I have searched and read the archives.
I have read “GL_NV_pixel_data_range.txt” (Matt Craighead / NVIDIA).
I have made a lot of progress, but I am still stuck in the ~100 MB / sec range.
What am I trying to do? Pull textures from { sys memory | hard disk | network } and stuff them into textures as fast as possible.
I am running an FX-5950 Ultra card in a 2.53 GHz machine w/ Intel 845G/GL chipset.
Standard glTexSubimage2D with malloc’d ram yields ~100 MB/sec. No surprise here, I don’t think.
My understanding is that the “proper” way to use the PDR extensions for pushing textures on to the card is:
- Allocate memory with glXAllocateMemoryNV with read/write/priority parameters that will hopefully allocate memory in the AGP aperature.
- Enable the extension, notify the driver where the memory is, and how you plan to use it.
- do large block copies into this memory.
- use glTexSubimage2D (or whatever) to get it in a texture. (no borders, pixel transfer operations, or funny formats. GL_BGRA_EXT is what I used)
Does memcpy() qualify for step 3?
SO…when I do all of this, I am able to EITHER get fast glTexSubImage2D performance, OR fast memcpy performance, but not both.
I wrote a program which iterates through all possible parameters for the glXAllocateMemoryNV call (in 0.1 increments), and timed (100 cycles for each) the various operations. (I used glFlushPixelDataRangeNV()) to block after the TexSubimage2D call. I am using two textures and two memory ranges (allocated with glXAllocateMemoryNV as one large chunk) alternating between the two.
Here are two sample timing sequences:
(All tests are for 1024x1024x4 = 4 MB chunks)
glXAllocateMemoryNV parameters: 0.9, 0, 0
Timer stats after 100 iterations:
glTexSubImage : Elapsed time sec: 4 usec:220798
memset : Elapsed time sec: 0 usec:633433
memcpy : Elapsed time sec: 0 usec:811151
glutSwap : Elapsed time sec: 0 usec:5310
or
glXAllocateMemoryNV parameters: 0, 0.9, 0.5
Timer stats after 100 iterations:
glTexSubImage : Elapsed time sec: 0 usec:609059
memset : Elapsed time sec: 0 usec:605422
memcpy : Elapsed time sec: 4 usec:453805
glutSwap : Elapsed time sec: 0 usec:4046
every combination of parameters that I tried gave (more or less) the same results as one of the above two tests…(or returned a NULL pointer).
FAST WRITES ARE NOT CURRENTLY ENABLED. I’m not sure if this matters, and I’m fairly confident that I should be able to achieve better performance without them anyway.
It’s pretty clear to me that memcpy CAN be fast.

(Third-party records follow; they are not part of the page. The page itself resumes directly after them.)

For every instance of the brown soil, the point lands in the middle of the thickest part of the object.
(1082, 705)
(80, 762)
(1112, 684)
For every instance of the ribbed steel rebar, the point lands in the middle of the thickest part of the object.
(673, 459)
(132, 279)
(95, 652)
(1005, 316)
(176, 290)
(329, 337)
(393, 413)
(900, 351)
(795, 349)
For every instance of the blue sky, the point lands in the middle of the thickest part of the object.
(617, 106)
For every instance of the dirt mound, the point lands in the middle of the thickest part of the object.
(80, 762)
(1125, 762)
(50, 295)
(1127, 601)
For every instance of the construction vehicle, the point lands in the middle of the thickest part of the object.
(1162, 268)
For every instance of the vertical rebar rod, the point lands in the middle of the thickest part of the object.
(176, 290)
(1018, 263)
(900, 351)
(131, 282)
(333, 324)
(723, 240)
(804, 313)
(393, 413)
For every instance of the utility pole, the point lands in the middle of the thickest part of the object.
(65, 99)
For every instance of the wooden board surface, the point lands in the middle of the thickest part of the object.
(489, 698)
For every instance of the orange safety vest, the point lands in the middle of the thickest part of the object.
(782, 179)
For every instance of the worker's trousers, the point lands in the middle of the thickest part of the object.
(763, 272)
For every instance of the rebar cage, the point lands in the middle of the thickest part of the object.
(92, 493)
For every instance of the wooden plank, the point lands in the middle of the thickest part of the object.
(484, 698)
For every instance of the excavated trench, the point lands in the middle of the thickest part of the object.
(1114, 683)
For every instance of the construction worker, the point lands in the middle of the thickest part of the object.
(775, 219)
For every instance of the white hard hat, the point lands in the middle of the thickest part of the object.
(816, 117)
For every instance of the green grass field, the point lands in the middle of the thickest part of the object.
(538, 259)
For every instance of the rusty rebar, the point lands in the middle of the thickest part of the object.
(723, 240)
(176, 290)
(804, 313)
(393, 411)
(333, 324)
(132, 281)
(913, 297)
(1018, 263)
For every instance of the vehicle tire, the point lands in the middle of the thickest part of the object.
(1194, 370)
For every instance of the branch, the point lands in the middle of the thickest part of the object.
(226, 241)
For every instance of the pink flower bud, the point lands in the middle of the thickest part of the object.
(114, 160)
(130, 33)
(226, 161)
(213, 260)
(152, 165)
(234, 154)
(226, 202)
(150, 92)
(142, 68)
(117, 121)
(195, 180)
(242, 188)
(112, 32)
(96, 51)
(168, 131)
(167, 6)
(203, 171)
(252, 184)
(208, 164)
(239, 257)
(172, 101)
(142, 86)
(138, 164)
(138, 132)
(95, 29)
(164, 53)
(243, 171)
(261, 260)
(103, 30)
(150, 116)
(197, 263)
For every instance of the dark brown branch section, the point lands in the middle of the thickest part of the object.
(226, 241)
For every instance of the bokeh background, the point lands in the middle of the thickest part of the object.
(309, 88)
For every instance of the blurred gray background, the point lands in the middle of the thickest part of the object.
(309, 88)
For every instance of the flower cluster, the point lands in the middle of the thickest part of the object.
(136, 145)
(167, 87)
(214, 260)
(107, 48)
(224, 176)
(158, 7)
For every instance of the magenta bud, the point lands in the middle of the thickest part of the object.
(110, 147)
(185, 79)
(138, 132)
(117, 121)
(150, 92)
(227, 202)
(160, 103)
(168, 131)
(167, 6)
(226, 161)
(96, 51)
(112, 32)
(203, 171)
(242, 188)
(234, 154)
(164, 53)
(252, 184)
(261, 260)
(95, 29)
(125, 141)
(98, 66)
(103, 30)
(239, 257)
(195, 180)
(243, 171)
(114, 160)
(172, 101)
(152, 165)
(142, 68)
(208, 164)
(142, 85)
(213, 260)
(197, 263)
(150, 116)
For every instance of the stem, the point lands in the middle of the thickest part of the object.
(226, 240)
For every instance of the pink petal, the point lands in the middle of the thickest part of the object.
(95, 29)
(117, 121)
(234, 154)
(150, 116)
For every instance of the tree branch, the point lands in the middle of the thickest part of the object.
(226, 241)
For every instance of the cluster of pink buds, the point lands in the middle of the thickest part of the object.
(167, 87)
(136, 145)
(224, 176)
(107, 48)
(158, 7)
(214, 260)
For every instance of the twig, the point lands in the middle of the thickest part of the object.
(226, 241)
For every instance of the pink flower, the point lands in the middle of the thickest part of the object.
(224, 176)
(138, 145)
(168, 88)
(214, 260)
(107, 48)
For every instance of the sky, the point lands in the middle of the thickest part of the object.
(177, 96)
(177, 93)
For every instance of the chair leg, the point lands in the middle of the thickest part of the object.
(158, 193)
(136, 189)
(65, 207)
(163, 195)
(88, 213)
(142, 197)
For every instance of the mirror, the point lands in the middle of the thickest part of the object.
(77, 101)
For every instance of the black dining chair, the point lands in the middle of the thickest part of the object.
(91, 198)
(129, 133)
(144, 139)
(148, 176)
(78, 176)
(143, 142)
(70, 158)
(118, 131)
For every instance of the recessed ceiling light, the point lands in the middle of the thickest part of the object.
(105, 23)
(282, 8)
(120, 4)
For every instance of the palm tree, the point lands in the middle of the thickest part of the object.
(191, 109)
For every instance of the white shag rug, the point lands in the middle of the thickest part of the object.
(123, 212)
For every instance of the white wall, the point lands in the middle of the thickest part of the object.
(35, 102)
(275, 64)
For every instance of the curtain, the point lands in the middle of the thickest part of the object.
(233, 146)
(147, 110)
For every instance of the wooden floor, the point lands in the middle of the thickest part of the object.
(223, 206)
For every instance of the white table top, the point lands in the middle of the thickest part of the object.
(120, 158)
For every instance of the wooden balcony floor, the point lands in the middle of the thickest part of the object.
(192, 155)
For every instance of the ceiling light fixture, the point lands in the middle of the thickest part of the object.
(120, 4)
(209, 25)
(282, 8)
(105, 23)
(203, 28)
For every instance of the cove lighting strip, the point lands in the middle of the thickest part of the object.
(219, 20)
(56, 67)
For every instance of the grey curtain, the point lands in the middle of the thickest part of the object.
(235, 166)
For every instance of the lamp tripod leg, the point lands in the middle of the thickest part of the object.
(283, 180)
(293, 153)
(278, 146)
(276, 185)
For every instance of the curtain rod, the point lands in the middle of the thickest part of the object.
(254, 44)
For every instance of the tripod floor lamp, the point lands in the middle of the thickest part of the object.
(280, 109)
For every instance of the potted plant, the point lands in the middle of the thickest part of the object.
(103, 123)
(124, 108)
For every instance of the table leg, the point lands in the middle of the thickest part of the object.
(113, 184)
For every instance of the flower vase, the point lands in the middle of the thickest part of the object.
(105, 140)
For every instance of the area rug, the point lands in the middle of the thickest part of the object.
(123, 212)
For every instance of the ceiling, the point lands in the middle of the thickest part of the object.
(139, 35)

It’s also fairly clear that in some cases my glTexSubImage2D is fast. My 90ish MB/sec bottleneck has me guessing that I’m going over the PCI bus at some point…
This would make sense if:
When the texSubimage2D is slow, the memory returned by glXAllocateMemoryNV() is just “normal” system memory (hence no fast-path to the card)
When the memcpy is slow, the glXAllocateMemoryNV() is vid mem…hence no fast path for the memcpy()…
Which leaves me wondering why I can’t get AGP memory to be allocated, as I’ve tried all (more or less) combinations of parameters to glXAllocateMemoryNV…
Are fast writes necessary? I guess I’m fairly convinced that it’s time to start upgrading my kernel. When that doesn’t work I will be looking for a motherboard which is supported by the NVidia AGP drivers…and if necessary I’ll run this project on Windows.
Arg!
Thanks, guys…
-Steve